Мирко снова закурил и вдруг замер.
Уставившись на муравьев.
Взял зажженную сигарету большим и указательным пальцами, приметил муравья, который немного отошел от стройной колонны трудолюбивых сородичей, и нарочито медленно приблизил к нему тлеющий кончик.
Насекомое остановилось, уронив крохотную хлебную крошку. Потом подняло голову и покачало усиками, – видимо, нюхало воздух.
Мирко с интересом рассматривал его, не убирая сигарету.
Потом задержал дыхание.
В ветках плешивой сосны тоскливо закаркала ворона.
Захрустев сухими листьями, по двору пронесся порыв ветра.
Мирко выдохнул.
От жара усики муравья свернулись в комок, как брошенные в огонь целлофановые пакеты. В следующее мгновение та же судьба постигла и тело: оно задрожало, завибрировало, затряслось в конвульсиях, а потом, испуская микроскопические клубы дыма, съежилось в смертоносном пекле. Голова муравья резко дернулась вправо, потом влево, и Мирко представил, что слышит его крик. Это ему просто показалось? Или на самом деле до него донесся отчаянный предсмертный вопль?
Ножки насекомого защелкнулись на животе, как капкан, – обугленные, тоненькие, изуродованные.

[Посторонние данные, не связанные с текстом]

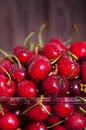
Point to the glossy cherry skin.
(39, 68)
(76, 121)
(52, 119)
(17, 73)
(5, 63)
(38, 109)
(36, 126)
(26, 88)
(59, 127)
(22, 53)
(78, 48)
(7, 88)
(55, 85)
(54, 48)
(83, 72)
(63, 109)
(68, 67)
(9, 122)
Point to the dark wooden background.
(20, 17)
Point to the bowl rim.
(47, 100)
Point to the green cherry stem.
(15, 57)
(51, 126)
(40, 34)
(29, 109)
(28, 37)
(8, 82)
(81, 98)
(82, 109)
(77, 31)
(4, 53)
(1, 108)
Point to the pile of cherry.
(51, 71)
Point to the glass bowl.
(43, 113)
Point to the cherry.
(17, 72)
(54, 48)
(78, 48)
(43, 110)
(55, 85)
(5, 63)
(76, 121)
(83, 72)
(22, 53)
(68, 67)
(75, 87)
(63, 109)
(26, 88)
(59, 127)
(9, 122)
(36, 126)
(39, 68)
(7, 86)
(52, 119)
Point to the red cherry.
(83, 72)
(55, 85)
(9, 122)
(39, 68)
(54, 48)
(78, 48)
(68, 67)
(42, 110)
(5, 63)
(76, 121)
(59, 127)
(36, 126)
(17, 73)
(22, 53)
(63, 109)
(7, 87)
(26, 88)
(52, 119)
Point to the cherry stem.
(31, 46)
(53, 61)
(68, 41)
(6, 74)
(71, 54)
(55, 124)
(77, 31)
(4, 53)
(1, 108)
(28, 37)
(16, 60)
(83, 87)
(82, 109)
(40, 34)
(81, 98)
(28, 109)
(39, 102)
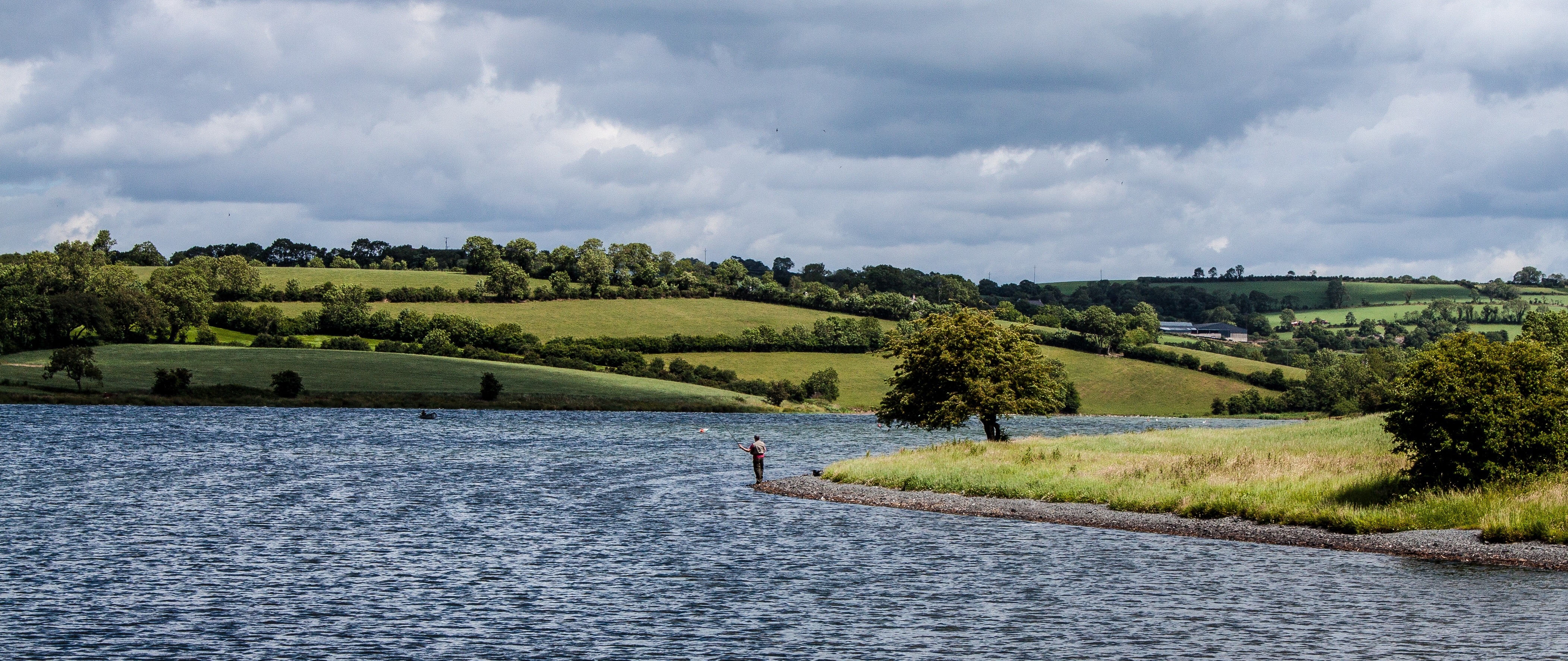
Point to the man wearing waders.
(758, 451)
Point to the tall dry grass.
(1338, 475)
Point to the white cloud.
(1369, 139)
(74, 228)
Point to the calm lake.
(248, 533)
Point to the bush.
(781, 390)
(170, 382)
(347, 344)
(287, 384)
(277, 341)
(490, 387)
(1470, 410)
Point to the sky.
(1042, 140)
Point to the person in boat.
(758, 449)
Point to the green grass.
(363, 277)
(1137, 388)
(1312, 292)
(1106, 385)
(1338, 475)
(862, 376)
(1241, 365)
(618, 318)
(129, 368)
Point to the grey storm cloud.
(1004, 139)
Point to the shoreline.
(1435, 545)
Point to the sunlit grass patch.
(1338, 475)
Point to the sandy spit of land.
(1442, 545)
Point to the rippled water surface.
(240, 533)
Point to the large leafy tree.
(507, 282)
(186, 294)
(1470, 412)
(76, 362)
(593, 266)
(962, 365)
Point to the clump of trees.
(1471, 412)
(287, 384)
(76, 363)
(490, 387)
(962, 365)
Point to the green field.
(1312, 292)
(1137, 388)
(363, 277)
(129, 368)
(1241, 365)
(621, 318)
(862, 376)
(1106, 385)
(1338, 475)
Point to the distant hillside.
(617, 318)
(129, 368)
(1106, 385)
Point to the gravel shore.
(1442, 545)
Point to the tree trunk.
(993, 431)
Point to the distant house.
(1225, 332)
(1206, 330)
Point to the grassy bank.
(127, 370)
(1336, 475)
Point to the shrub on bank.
(347, 344)
(1470, 412)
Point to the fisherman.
(758, 449)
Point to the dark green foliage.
(76, 362)
(277, 341)
(962, 365)
(490, 387)
(170, 382)
(287, 384)
(347, 344)
(1470, 412)
(822, 385)
(1071, 402)
(1335, 296)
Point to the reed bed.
(1338, 475)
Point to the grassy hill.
(617, 318)
(129, 368)
(1106, 385)
(1312, 292)
(368, 279)
(1241, 365)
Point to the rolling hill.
(617, 318)
(1106, 385)
(129, 368)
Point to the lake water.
(244, 533)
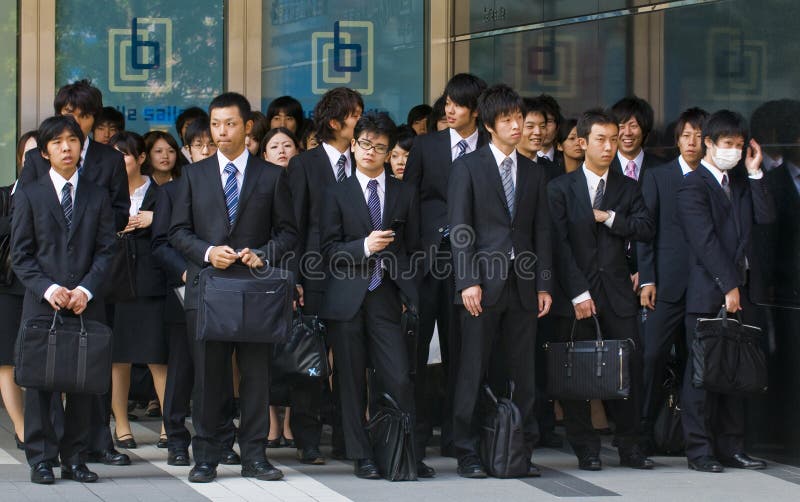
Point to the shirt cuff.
(49, 292)
(89, 295)
(581, 298)
(610, 220)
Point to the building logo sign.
(139, 57)
(343, 57)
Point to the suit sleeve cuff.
(581, 298)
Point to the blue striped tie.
(374, 205)
(66, 202)
(231, 192)
(508, 184)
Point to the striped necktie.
(231, 192)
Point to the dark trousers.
(436, 310)
(662, 329)
(625, 413)
(373, 332)
(713, 424)
(499, 343)
(213, 398)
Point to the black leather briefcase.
(595, 369)
(304, 354)
(727, 356)
(240, 304)
(63, 354)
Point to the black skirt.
(139, 335)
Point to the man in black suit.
(664, 260)
(63, 245)
(428, 170)
(595, 211)
(230, 208)
(105, 167)
(497, 210)
(369, 229)
(717, 209)
(310, 174)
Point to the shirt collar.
(685, 167)
(240, 162)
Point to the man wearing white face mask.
(717, 208)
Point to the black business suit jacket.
(589, 255)
(718, 234)
(478, 211)
(345, 223)
(310, 174)
(428, 169)
(265, 220)
(46, 252)
(664, 260)
(104, 166)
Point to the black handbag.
(502, 447)
(304, 354)
(595, 369)
(63, 354)
(668, 428)
(727, 356)
(240, 304)
(390, 432)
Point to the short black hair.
(636, 107)
(498, 100)
(693, 116)
(197, 129)
(592, 117)
(188, 115)
(110, 115)
(288, 105)
(128, 142)
(52, 127)
(378, 123)
(464, 89)
(227, 99)
(418, 112)
(336, 104)
(81, 94)
(724, 123)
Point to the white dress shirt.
(334, 155)
(455, 138)
(363, 180)
(58, 185)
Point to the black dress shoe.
(109, 457)
(365, 468)
(42, 474)
(311, 456)
(262, 470)
(743, 461)
(78, 472)
(706, 464)
(178, 456)
(202, 473)
(230, 457)
(590, 462)
(424, 470)
(470, 467)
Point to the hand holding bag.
(727, 356)
(598, 369)
(63, 355)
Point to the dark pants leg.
(374, 332)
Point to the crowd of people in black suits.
(503, 223)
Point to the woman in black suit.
(138, 292)
(11, 295)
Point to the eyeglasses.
(367, 146)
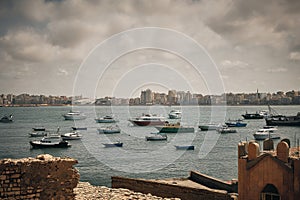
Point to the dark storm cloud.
(55, 36)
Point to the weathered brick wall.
(43, 177)
(168, 190)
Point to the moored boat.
(79, 128)
(175, 114)
(109, 129)
(187, 147)
(148, 120)
(71, 136)
(50, 141)
(116, 144)
(74, 115)
(39, 128)
(174, 128)
(38, 134)
(106, 119)
(226, 129)
(236, 123)
(209, 127)
(253, 115)
(7, 119)
(266, 132)
(283, 120)
(156, 137)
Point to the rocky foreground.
(85, 191)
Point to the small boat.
(74, 115)
(109, 129)
(39, 128)
(79, 128)
(116, 144)
(71, 136)
(38, 134)
(236, 123)
(209, 127)
(175, 114)
(188, 147)
(106, 119)
(148, 120)
(283, 120)
(266, 132)
(7, 119)
(50, 141)
(253, 115)
(226, 129)
(156, 137)
(174, 128)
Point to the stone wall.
(43, 177)
(213, 183)
(169, 190)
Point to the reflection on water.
(214, 154)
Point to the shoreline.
(86, 191)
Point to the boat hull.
(154, 138)
(147, 123)
(61, 144)
(282, 122)
(79, 128)
(229, 124)
(109, 131)
(105, 121)
(37, 134)
(74, 117)
(175, 129)
(227, 131)
(208, 127)
(174, 116)
(253, 116)
(114, 145)
(265, 136)
(189, 147)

– Ты придешь или нет? – не унималась Лючия. Голос звучал капризно, но игриво.
Окурок выпал у Мирко из рук. Он проводил его взглядом.

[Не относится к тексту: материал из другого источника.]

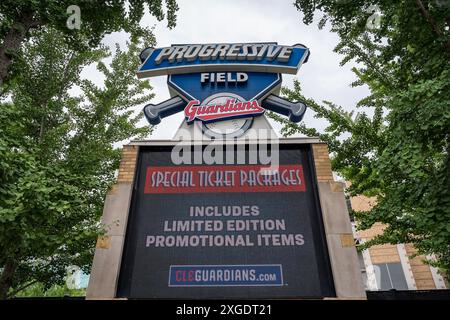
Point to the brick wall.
(389, 253)
(127, 164)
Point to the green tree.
(57, 154)
(398, 149)
(19, 17)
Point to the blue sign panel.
(199, 86)
(225, 275)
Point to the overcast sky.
(218, 21)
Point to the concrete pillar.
(108, 253)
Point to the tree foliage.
(57, 154)
(396, 147)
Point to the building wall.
(420, 274)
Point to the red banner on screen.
(236, 178)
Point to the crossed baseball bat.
(294, 110)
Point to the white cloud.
(204, 21)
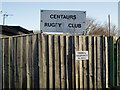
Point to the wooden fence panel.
(49, 61)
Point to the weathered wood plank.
(90, 63)
(67, 84)
(24, 71)
(6, 63)
(106, 58)
(62, 62)
(73, 61)
(27, 62)
(85, 64)
(81, 64)
(3, 64)
(9, 49)
(99, 85)
(76, 44)
(34, 60)
(50, 62)
(15, 58)
(41, 81)
(95, 59)
(44, 63)
(57, 77)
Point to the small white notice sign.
(81, 55)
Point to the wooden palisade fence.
(48, 61)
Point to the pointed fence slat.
(49, 61)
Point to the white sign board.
(81, 55)
(63, 21)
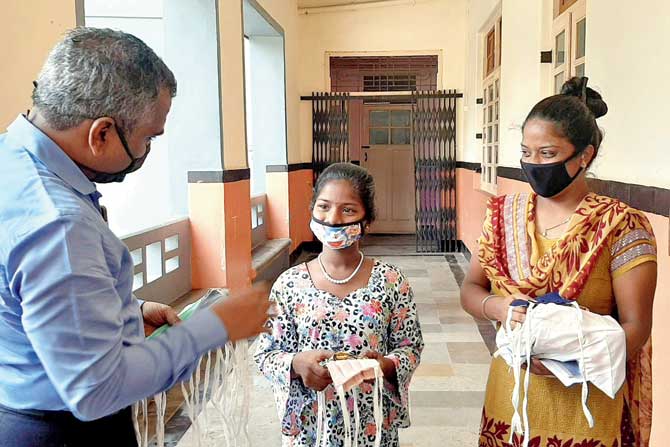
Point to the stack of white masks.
(576, 345)
(346, 375)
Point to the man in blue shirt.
(73, 353)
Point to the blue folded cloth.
(549, 298)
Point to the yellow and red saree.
(605, 238)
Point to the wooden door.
(387, 153)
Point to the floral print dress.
(380, 317)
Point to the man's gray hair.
(95, 72)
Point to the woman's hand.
(386, 364)
(307, 366)
(499, 308)
(538, 368)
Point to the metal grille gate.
(330, 130)
(434, 140)
(434, 143)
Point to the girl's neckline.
(373, 272)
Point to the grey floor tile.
(448, 399)
(469, 352)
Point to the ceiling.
(322, 3)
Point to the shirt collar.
(49, 153)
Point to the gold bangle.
(484, 307)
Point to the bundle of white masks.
(576, 345)
(347, 375)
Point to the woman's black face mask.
(550, 179)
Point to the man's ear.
(100, 135)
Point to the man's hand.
(156, 315)
(307, 366)
(245, 313)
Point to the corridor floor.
(447, 390)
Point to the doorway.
(386, 152)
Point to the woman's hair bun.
(594, 101)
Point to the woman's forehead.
(339, 191)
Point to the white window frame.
(491, 108)
(567, 22)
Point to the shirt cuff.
(207, 329)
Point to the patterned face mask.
(348, 374)
(337, 237)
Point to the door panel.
(387, 154)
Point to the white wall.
(28, 31)
(428, 27)
(266, 107)
(184, 35)
(623, 63)
(142, 200)
(522, 76)
(285, 12)
(627, 58)
(194, 125)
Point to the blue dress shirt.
(71, 332)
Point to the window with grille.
(491, 106)
(389, 83)
(569, 52)
(383, 73)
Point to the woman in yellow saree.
(590, 248)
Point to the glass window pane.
(400, 136)
(581, 38)
(379, 118)
(400, 118)
(379, 136)
(560, 49)
(558, 82)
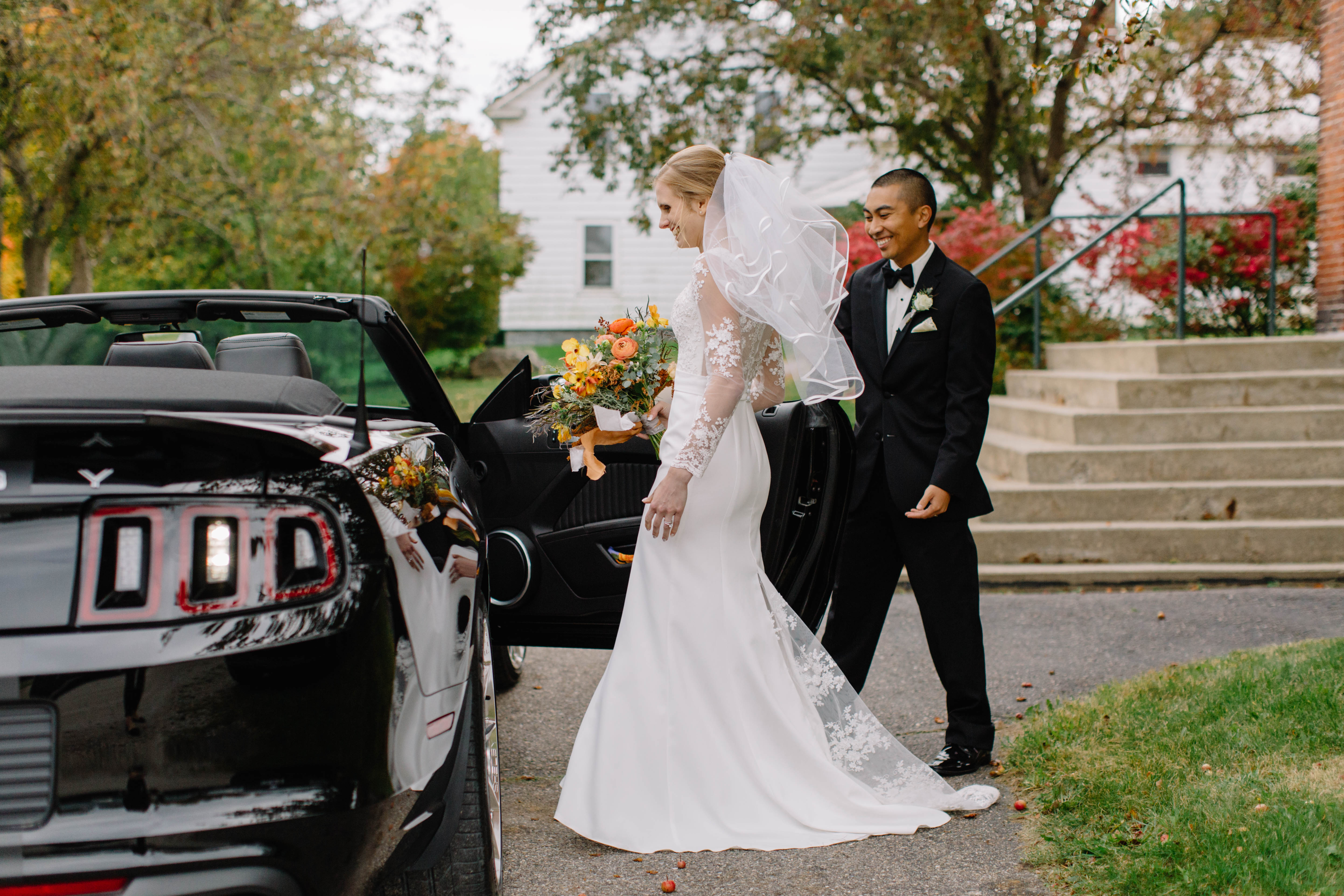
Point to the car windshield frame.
(386, 332)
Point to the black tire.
(471, 864)
(509, 665)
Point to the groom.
(923, 331)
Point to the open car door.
(560, 545)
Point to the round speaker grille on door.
(511, 566)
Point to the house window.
(597, 256)
(1285, 163)
(1155, 160)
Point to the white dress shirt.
(898, 298)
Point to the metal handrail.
(1040, 280)
(990, 262)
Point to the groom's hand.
(932, 504)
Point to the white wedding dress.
(721, 722)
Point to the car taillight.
(229, 555)
(68, 889)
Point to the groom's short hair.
(914, 189)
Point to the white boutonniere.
(921, 301)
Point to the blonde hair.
(693, 172)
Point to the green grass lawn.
(1123, 804)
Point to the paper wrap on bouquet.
(613, 428)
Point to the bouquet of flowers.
(609, 383)
(413, 483)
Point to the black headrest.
(189, 355)
(275, 354)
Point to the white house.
(592, 261)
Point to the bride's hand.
(658, 414)
(667, 503)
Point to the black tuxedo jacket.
(927, 402)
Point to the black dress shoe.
(955, 760)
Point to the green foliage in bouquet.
(623, 367)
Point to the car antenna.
(359, 442)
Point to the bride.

– Д-да, иду. Буквально секунду.
Мирко уставился на поджаренного муравья, висевшего на стене. Возможно, он приклеился к камням собственными органическими тканями, расплавившимися от огня.
Ужасный памятник тому, что все в этом мире тленно.
Зачем ты это сделал?
Вопрос, как упавшая на пол ваза, раскололся у него в голове. Точнее, вроде бы в голове – но в то же время звук разбитого стекла доносился словно откуда-то издалека.

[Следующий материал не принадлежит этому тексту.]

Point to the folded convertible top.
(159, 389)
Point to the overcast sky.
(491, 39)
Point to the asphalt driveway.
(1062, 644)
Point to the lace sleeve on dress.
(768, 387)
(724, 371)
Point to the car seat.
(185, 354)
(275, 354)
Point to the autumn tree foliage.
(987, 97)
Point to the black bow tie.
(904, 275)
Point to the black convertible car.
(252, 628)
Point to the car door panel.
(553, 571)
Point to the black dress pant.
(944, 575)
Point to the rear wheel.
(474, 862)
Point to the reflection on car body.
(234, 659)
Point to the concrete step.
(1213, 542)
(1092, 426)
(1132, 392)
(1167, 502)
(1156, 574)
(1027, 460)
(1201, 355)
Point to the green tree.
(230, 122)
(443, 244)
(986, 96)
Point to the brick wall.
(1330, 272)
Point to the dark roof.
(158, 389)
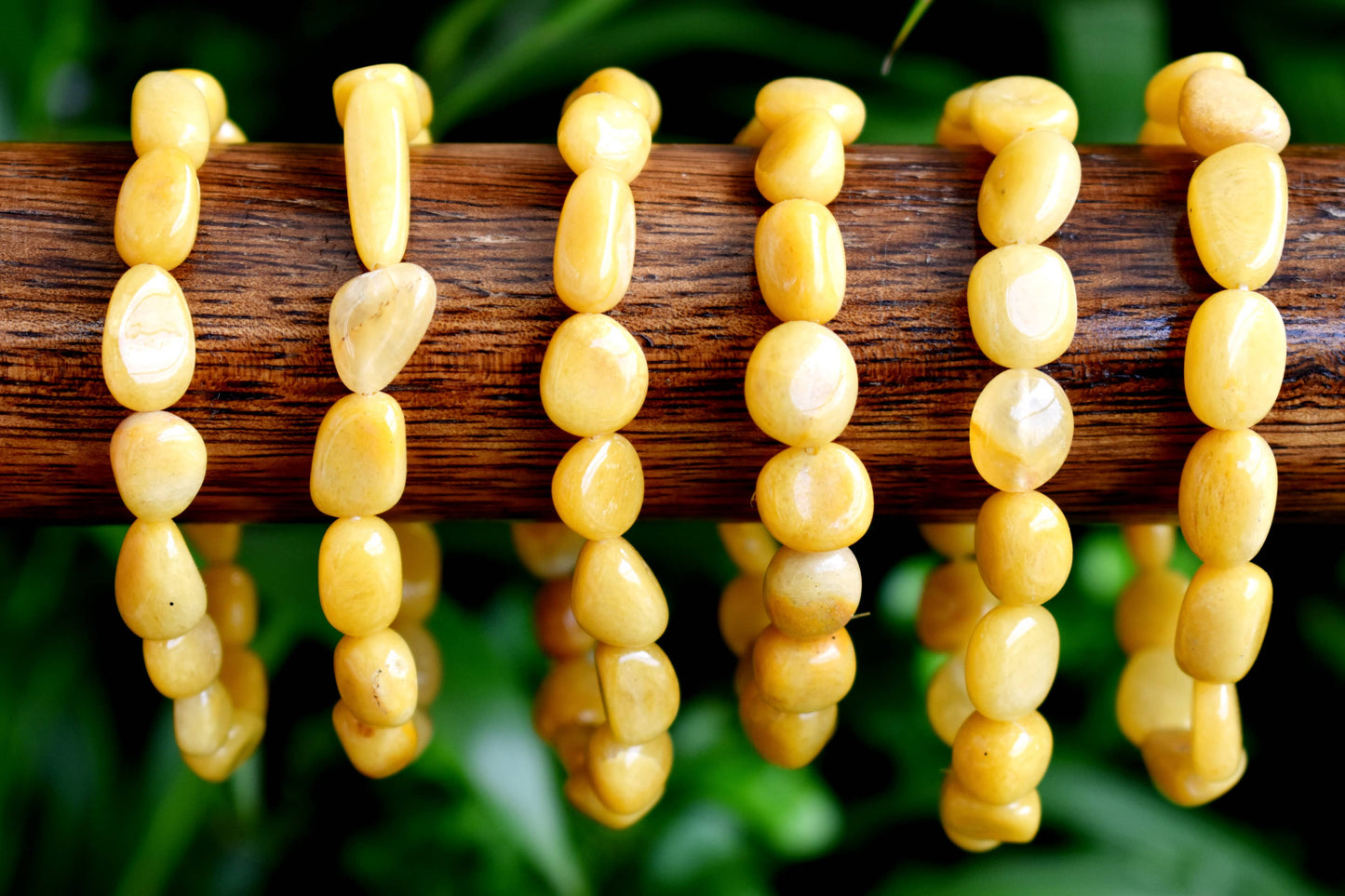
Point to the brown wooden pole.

Мирко вопросительно посмотрел на руки и покачал головой. Комар что-то злобно прожужжал в ухо. Мирко вяло отмахнулся, чтобы его прогнать. Попытался улыбнуться (Господи, чего он так переживает из-за муравья?), но в душе возникло неприятное чувство, что, посмотри он сейчас на себя в зеркало, увидел бы в своем лице то, о чем раньше и не подозревал.
Зачем ты это сделал?
Муравей. Этой козявки, поглощенной одним-единственным занятием – тащить крошку в муравейник, спрятанный в чреве стены, – больше не существовало. Вернее, муравей стал чем-то совсем другим.